Feature: report issues as discovered instead of buffering #227

rbailey-godaddy · 2021-10-13T14:52:38Z

This is a reimplementation of PR #108 which streams output (including JSON).

To help us get this pull request reviewed and merged quickly, please be sure to include the following items:

Tests (if applicable)
Documentation (if applicable)
Changelog entry
A full explanation here in the PR description of the work done

PR Type

What kind of change does this PR introduce?

Backward Compatibility

Is this change backward compatible with the most recently released version? Does it introduce changes which might change the user experience in any way? Does it alter the API in any way?

Yes (backward compatible)
No (breaking changes)

Issue Linking

What's new?

Issues are now written to the console as soon as they are detected, while the scan is in progress, instead of buffering all of them and reporting only when the scan has completed. This is generally backward compatible:

A user who starts a scan and walks away, returning only after the scan has completed, will not detect any changes in behavior.
A caller who references only the issues property (and not the scan() method) will see no changes in behavior.
A caller who references only the scan() method (and not the issues property) will see no changes in behavior, although the method is now a generator that returns issues in succession rather than a function which returns a list. A caller who does len(scanner.scan()) (or anything else that assumes the result is a list) should use scanner.issues (which is a list) instead.
A caller using both scan() and issues, where all scan() references occur before all issues references, will see no changes in behavior.
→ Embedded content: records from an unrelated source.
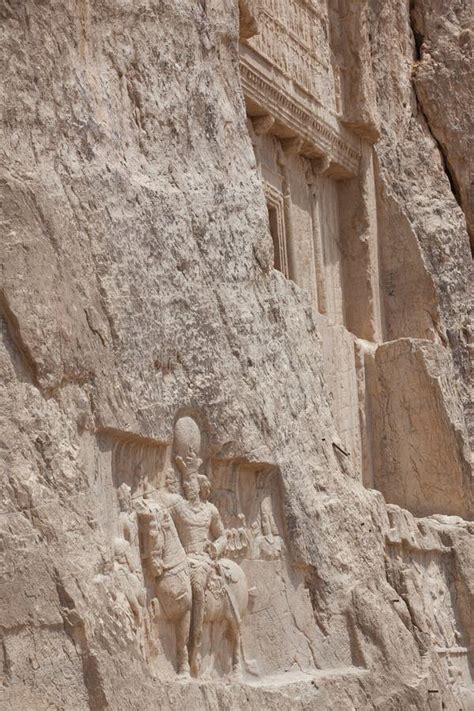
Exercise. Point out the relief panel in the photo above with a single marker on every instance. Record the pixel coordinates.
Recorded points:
(426, 581)
(200, 561)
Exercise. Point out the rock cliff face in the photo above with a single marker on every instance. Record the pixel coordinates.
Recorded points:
(220, 260)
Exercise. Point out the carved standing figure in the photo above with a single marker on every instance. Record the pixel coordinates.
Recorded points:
(191, 584)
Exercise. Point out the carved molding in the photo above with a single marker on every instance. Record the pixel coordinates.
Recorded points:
(287, 73)
(319, 138)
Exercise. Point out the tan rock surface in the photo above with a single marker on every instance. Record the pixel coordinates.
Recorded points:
(138, 289)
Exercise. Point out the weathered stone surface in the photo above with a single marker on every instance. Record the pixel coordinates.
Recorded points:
(148, 342)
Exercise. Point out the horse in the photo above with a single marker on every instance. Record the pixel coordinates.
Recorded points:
(225, 598)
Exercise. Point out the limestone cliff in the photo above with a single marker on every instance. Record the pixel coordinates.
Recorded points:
(149, 186)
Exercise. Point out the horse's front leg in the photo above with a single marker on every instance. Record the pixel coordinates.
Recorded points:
(234, 637)
(182, 639)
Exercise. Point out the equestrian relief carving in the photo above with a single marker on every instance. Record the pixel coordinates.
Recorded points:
(181, 544)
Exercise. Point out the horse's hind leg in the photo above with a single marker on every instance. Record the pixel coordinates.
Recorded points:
(234, 637)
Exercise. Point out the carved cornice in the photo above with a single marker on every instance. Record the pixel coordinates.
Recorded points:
(318, 136)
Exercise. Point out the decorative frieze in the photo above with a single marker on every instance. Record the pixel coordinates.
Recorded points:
(286, 73)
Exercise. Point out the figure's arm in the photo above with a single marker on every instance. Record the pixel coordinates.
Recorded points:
(217, 532)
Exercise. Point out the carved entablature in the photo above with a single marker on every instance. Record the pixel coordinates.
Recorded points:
(286, 73)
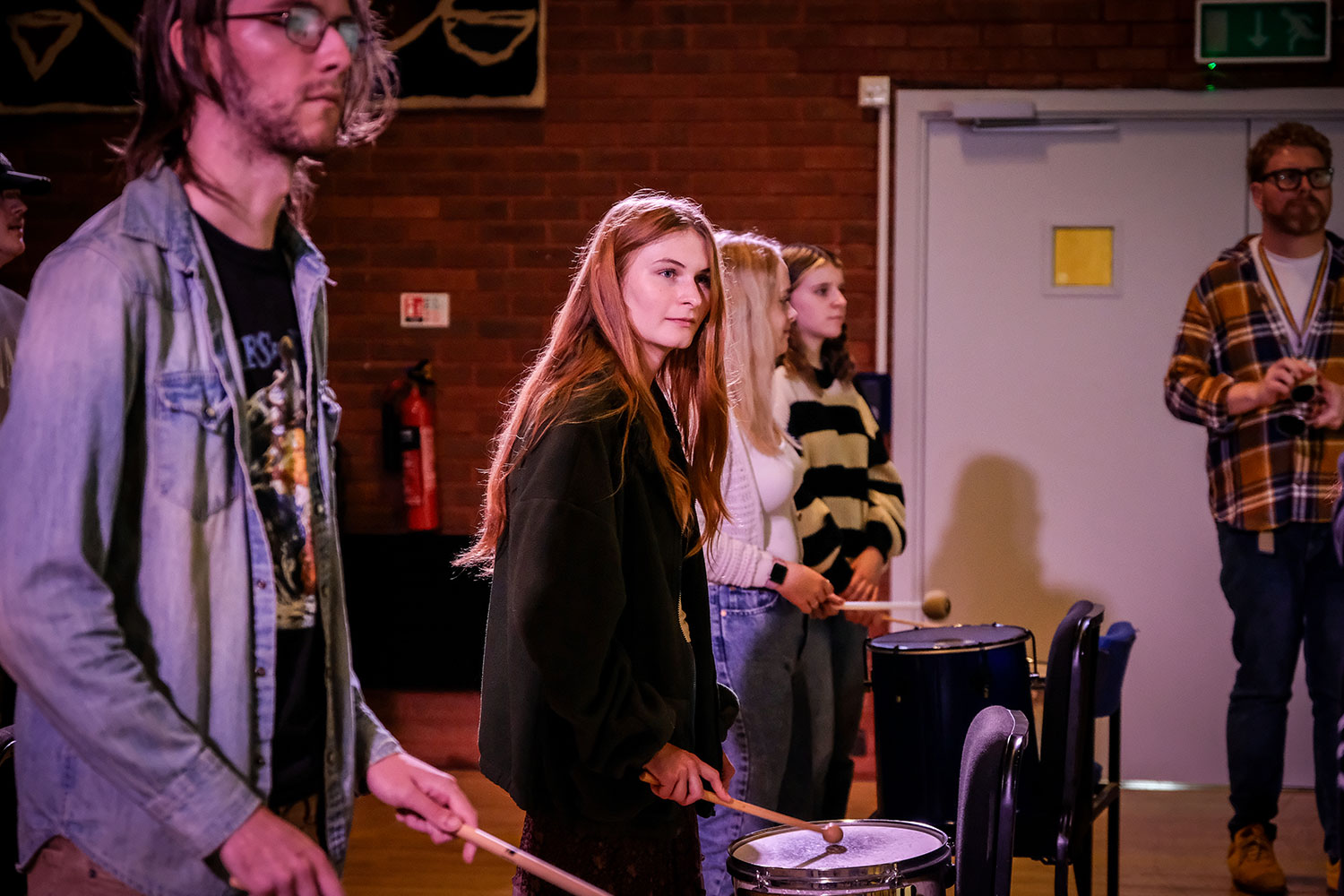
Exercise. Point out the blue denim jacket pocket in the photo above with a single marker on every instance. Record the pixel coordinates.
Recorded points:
(196, 461)
(331, 410)
(736, 600)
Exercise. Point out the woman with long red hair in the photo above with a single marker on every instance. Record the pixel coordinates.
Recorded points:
(599, 665)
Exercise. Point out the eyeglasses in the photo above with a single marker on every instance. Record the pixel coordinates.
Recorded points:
(306, 26)
(1290, 177)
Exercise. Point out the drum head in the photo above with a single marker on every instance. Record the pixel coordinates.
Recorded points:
(870, 850)
(949, 638)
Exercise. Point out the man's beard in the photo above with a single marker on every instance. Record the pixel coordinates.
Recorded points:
(276, 125)
(1301, 217)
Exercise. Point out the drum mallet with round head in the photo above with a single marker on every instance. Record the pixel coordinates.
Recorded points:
(935, 606)
(831, 833)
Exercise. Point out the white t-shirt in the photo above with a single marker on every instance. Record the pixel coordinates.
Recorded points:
(11, 314)
(777, 478)
(1296, 279)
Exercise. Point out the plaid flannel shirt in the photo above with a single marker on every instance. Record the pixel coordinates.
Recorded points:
(1258, 478)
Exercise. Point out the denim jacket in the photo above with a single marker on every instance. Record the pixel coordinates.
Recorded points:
(137, 607)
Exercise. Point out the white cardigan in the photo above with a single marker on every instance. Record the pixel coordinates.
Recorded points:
(737, 554)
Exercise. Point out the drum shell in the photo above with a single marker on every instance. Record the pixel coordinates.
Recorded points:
(924, 699)
(892, 874)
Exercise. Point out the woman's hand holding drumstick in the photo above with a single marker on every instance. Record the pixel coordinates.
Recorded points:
(679, 774)
(831, 833)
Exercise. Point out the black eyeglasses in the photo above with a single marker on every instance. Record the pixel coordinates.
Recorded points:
(1290, 177)
(306, 26)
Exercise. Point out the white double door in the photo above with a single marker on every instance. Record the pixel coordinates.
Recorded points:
(1042, 462)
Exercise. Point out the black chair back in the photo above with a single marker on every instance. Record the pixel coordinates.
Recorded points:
(986, 801)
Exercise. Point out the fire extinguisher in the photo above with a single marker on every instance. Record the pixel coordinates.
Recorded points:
(416, 444)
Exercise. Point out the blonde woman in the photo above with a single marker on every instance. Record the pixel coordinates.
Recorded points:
(762, 591)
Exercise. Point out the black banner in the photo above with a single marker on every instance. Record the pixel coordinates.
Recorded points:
(75, 56)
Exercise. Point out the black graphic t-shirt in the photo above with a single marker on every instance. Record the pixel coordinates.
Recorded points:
(261, 306)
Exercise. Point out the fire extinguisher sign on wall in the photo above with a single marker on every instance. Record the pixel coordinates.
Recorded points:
(416, 437)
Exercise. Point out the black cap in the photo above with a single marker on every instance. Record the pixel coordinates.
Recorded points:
(26, 185)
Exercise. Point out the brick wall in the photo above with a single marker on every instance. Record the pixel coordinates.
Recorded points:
(749, 107)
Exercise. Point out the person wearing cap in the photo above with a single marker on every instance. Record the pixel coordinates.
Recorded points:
(171, 592)
(13, 187)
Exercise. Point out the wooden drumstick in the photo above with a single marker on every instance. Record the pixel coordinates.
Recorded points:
(917, 625)
(529, 863)
(935, 606)
(519, 857)
(831, 833)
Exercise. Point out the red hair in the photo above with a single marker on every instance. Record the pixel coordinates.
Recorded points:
(593, 349)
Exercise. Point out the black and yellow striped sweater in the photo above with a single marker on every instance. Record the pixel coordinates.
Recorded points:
(847, 462)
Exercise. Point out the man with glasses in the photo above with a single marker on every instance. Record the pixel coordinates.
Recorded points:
(171, 597)
(1258, 362)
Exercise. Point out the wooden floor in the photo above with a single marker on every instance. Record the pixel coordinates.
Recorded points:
(1171, 842)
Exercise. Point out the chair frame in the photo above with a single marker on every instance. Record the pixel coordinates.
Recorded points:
(1005, 751)
(1081, 805)
(1013, 750)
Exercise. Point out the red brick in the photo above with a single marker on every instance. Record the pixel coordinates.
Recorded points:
(943, 35)
(1132, 58)
(871, 35)
(1140, 11)
(1091, 35)
(1037, 34)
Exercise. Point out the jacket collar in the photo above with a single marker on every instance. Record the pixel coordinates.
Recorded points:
(156, 211)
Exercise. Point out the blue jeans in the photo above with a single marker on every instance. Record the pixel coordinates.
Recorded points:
(841, 645)
(760, 651)
(1279, 600)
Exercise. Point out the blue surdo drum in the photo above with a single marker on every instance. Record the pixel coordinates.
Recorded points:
(927, 684)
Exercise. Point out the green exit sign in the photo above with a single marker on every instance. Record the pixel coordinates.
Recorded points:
(1262, 31)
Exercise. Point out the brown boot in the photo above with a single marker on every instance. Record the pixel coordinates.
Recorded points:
(1250, 857)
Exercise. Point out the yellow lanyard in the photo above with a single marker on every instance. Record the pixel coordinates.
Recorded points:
(1282, 303)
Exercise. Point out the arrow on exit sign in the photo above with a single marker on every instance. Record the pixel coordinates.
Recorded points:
(1262, 31)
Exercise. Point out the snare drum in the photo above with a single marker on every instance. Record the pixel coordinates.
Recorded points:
(879, 857)
(927, 684)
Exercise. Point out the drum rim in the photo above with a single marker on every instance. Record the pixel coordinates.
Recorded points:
(857, 874)
(929, 646)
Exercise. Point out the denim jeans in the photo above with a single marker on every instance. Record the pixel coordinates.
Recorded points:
(1279, 600)
(841, 646)
(758, 651)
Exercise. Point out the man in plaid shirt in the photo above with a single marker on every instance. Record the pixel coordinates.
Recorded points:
(1258, 362)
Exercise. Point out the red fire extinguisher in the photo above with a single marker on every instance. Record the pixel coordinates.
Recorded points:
(416, 435)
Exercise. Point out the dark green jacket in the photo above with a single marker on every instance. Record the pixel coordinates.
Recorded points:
(588, 672)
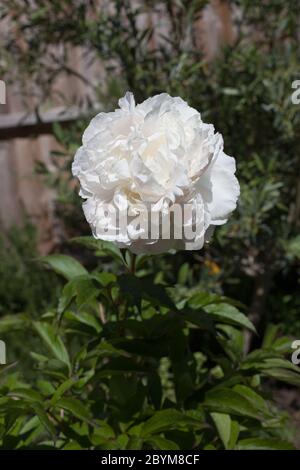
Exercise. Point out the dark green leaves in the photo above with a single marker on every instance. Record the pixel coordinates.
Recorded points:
(53, 341)
(65, 266)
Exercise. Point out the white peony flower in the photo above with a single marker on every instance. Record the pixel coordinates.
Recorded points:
(148, 160)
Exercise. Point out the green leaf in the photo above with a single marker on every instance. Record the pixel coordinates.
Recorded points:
(26, 394)
(226, 400)
(226, 313)
(75, 407)
(264, 444)
(102, 247)
(13, 322)
(223, 424)
(164, 420)
(44, 419)
(161, 443)
(65, 266)
(145, 289)
(54, 342)
(64, 387)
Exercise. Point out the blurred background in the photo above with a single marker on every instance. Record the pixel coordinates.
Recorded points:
(234, 60)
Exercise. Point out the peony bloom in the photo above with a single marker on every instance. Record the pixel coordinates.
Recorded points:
(146, 160)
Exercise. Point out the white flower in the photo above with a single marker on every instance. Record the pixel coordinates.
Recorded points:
(148, 158)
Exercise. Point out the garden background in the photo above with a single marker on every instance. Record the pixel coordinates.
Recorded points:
(71, 348)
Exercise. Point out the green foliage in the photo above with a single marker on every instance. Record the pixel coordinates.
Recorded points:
(124, 364)
(157, 358)
(24, 284)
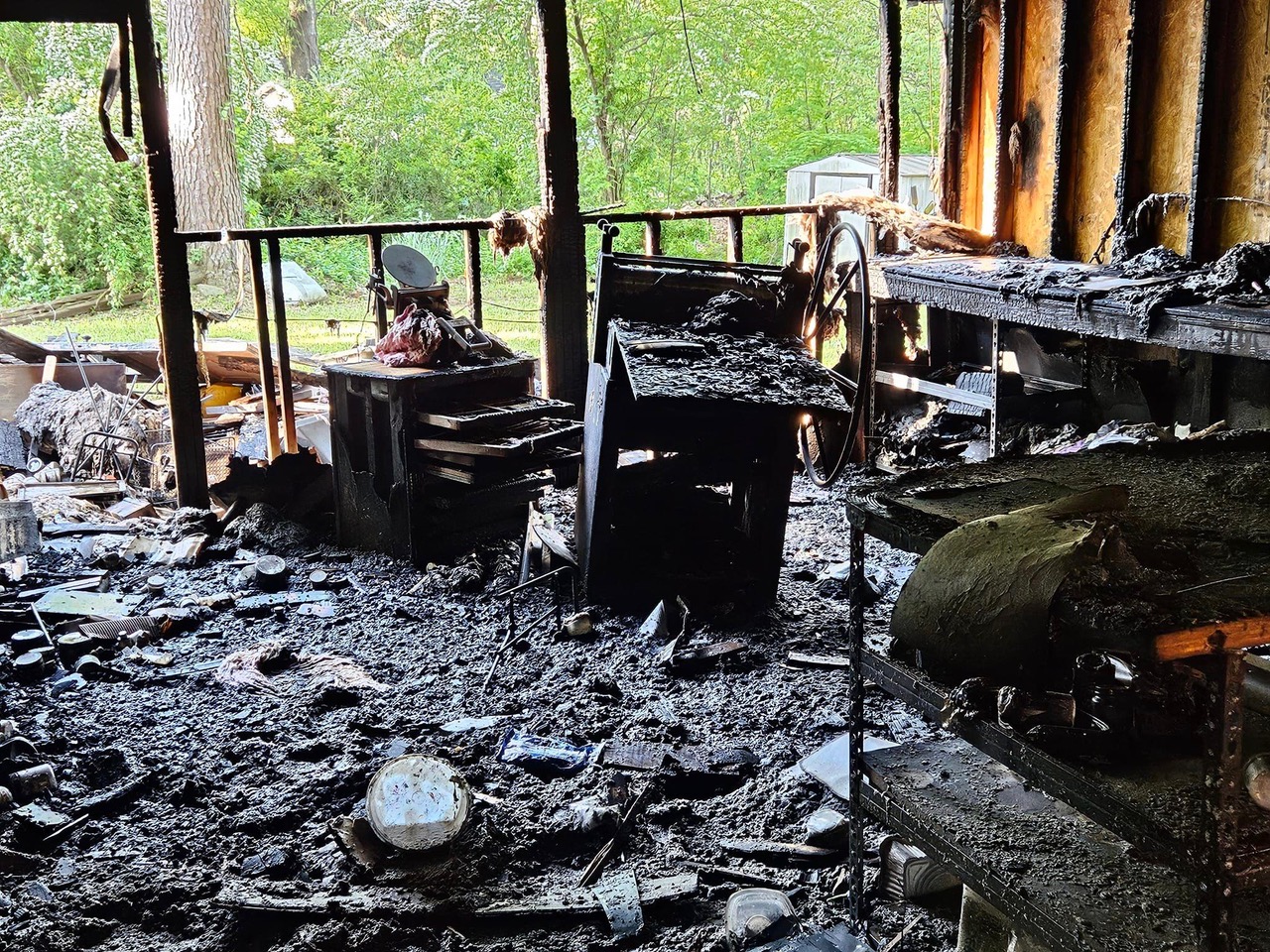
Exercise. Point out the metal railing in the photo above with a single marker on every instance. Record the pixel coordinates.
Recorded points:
(276, 380)
(734, 216)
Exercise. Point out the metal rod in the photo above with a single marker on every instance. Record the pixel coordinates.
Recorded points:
(735, 239)
(87, 388)
(375, 243)
(262, 335)
(280, 320)
(320, 231)
(856, 909)
(471, 267)
(652, 238)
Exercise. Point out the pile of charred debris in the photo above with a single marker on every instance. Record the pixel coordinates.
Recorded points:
(218, 729)
(208, 725)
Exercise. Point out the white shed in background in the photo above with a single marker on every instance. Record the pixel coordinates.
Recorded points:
(843, 173)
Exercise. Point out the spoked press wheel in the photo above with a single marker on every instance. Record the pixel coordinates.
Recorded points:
(826, 440)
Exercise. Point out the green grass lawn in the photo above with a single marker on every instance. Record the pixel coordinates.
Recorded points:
(339, 322)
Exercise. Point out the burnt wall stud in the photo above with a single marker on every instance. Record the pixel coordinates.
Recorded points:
(564, 272)
(172, 272)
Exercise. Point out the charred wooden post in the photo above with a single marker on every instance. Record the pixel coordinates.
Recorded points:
(375, 245)
(1062, 211)
(952, 109)
(1007, 84)
(1213, 132)
(563, 280)
(471, 268)
(280, 322)
(266, 350)
(172, 271)
(888, 109)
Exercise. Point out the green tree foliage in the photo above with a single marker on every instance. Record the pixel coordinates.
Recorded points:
(426, 109)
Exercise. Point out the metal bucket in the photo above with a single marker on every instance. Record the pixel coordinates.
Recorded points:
(417, 802)
(19, 530)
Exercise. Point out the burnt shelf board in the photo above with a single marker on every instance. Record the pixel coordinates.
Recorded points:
(494, 413)
(517, 440)
(436, 377)
(752, 370)
(989, 287)
(1152, 803)
(1053, 871)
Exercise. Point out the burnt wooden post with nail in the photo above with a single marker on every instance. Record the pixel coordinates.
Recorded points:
(471, 267)
(563, 281)
(266, 352)
(172, 271)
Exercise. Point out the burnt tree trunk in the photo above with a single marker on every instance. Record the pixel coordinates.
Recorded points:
(303, 56)
(208, 190)
(564, 273)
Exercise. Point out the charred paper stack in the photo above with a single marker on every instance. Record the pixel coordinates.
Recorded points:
(431, 461)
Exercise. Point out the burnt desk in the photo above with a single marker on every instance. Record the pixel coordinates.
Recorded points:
(1165, 852)
(431, 461)
(675, 416)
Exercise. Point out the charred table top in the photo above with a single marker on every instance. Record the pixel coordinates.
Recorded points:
(668, 362)
(1074, 298)
(1198, 520)
(437, 377)
(1053, 871)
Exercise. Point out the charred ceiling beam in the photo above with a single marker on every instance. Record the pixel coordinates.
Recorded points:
(64, 12)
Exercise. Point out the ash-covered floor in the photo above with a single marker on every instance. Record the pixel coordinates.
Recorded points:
(230, 791)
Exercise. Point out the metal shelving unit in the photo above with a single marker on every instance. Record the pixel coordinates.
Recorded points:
(1173, 853)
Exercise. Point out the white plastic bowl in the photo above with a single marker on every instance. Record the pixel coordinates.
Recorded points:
(417, 802)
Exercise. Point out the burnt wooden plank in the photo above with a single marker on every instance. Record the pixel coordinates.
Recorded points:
(515, 440)
(1055, 873)
(969, 286)
(517, 409)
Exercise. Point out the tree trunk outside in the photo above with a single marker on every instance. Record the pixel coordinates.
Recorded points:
(599, 89)
(208, 189)
(303, 56)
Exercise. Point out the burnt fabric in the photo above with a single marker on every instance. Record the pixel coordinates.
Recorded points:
(413, 340)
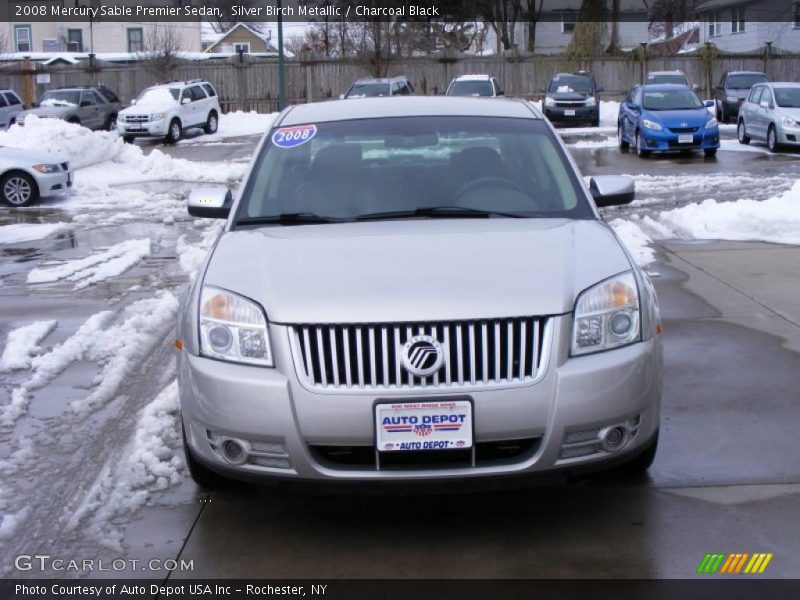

These cases are not backward compatible:

A caller who invokes scan() multiple times, expecting to see the scan re-run each time, will observe different behavior. The first series of invocations identifies (and caches) issues, but subsequent invocations re-use the cached issues instead of actually rescanning the target. It looks the same (if you allow for generator vs. list) but you are not actually doing repeated scans.
A caller who references issues and then calls scan() will see that the scan() call now will iterate over the cached issue list instead of rescanning. Once the caller has referenced the issues property, any subsequent scan() calls should be replaced with references to issues.
In particular, consuming some (partial) number of issues from scan() and then referencing issues will return the full list of issues, but cause scan() to generate from the cached issues list, meaning that the initial issues will appear to be duplicated. The caller should either use issues exclusively, or ensure all references to issues occur after all calls to scan().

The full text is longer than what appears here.